In Every Situation, Ask Who Is Most Comfortable and Who Is Least Comfortable
All educators face the challenge of balancing rules and guidelines with those times when we need to make exceptions. This is especially true when it comes to behavior expectations for students. We can be concise, be clear, and communicate, but situations still arise when tough decisions are much more in shades of gray than we wish.
Likewise, all teachers establish internal ground rules that reflect their core belief systems, even though it seems that at least some of the time other influences tread on them.
Put Yourself in Their Position
In one way or another, every classroom is heterogeneous. Students may come from wealthy families, middle-class families, or poor families (one in five children in America live in poverty). Family makeup differs. We have students who are only children, students with brothers and sisters, students with step-siblings, students who have cousins and non-relatives living in their homes. Some children live in mansions, some live in high-rise apartment buildings, some live on farms, some live in the back seat of an abandoned car. Sometimes the diversity is obvious, sometimes superficial. Our students are males and females, tall and short, thin and chunky. Even when a group looks pretty much the same, every student has strengths and weaknesses, ideas and emotions, troubles and joys that make up a unique personality. Every teacher works with a wide range of students, and the mix changes every year. What is it that enables some teachers to connect and work effectively with every student, while others struggle with a handful or more in every group? The difference lies in their ability to put themselves in someone else’s shoes.
Without Success, Tests Become the School
First of all, we must move away from debating the merits of standardized testing. Strongly held personal beliefs tend to dominate that debate. We must shift our focus away from beliefs and center on behaviors. If we can agree on behaviors, we can move forward in harmony regardless of our personal feelings. Like two parents with differing beliefs on discipline, we can work toward consensus on the consistent behaviors that are essential for success
Even the teacher who least believes in standardized testing now has an incentive to work toward student success in this area. We can now center on the same behaviors, working toward the same goal regardless of our beliefs. We can maintain our personal beliefs about the merits of testing while we move our school toward success.
Having a “Cool” Classroom
Getting people to follow the current educational trends is fine. Getting people to do the right thing is essential.

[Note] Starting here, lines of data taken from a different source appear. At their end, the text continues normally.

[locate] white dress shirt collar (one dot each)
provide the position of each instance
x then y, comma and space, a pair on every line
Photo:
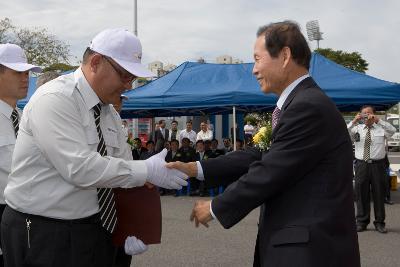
288, 90
88, 94
5, 109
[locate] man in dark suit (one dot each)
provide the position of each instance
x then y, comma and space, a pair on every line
161, 135
138, 149
215, 151
303, 183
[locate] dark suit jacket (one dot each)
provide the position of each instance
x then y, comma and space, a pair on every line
159, 139
188, 155
206, 155
303, 183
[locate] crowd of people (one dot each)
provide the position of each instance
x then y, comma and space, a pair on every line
186, 146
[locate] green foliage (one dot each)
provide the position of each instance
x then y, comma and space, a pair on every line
352, 60
41, 47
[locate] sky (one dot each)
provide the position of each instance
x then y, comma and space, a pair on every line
175, 31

The best teachers are able to achieve this in their classrooms. The students care, and they care deeply. They care about learning, they care about the teacher, and they care about each other. Once it is cool to care, anything becomes possible. All the behaviors we have described in this book lead to this: treating everyone with respect and dignity; always taking a positive approach; always modeling how to treat others; understanding that what matters is people, not programs; making every decision based on the best people. Each of these behaviors helps create an environment where it is cool to care. If two people both make every decision on what is best for students, even if they don’t agree, they will both be right.
Clarify Your Core
Every teacher’s experience is unique, and every classroom is different. But great teachers—no matter where or whom or what they teach—have much in common. This book has highlighted seventeen hallmarks of great teachers, their attitudes, goals, decisions, and practices. In the end, the difference lies in the core of beliefs that guide their work.
Being a teacher is an amazing profession. It is challenging, dynamic, energizing, and draining. But most of all, it is rewarding. Our impact extends far beyond anything we can imagine. We know that our students talk about us; so do our colleagues, and so do people throughout our community. We can decide what we want those conversations to be like.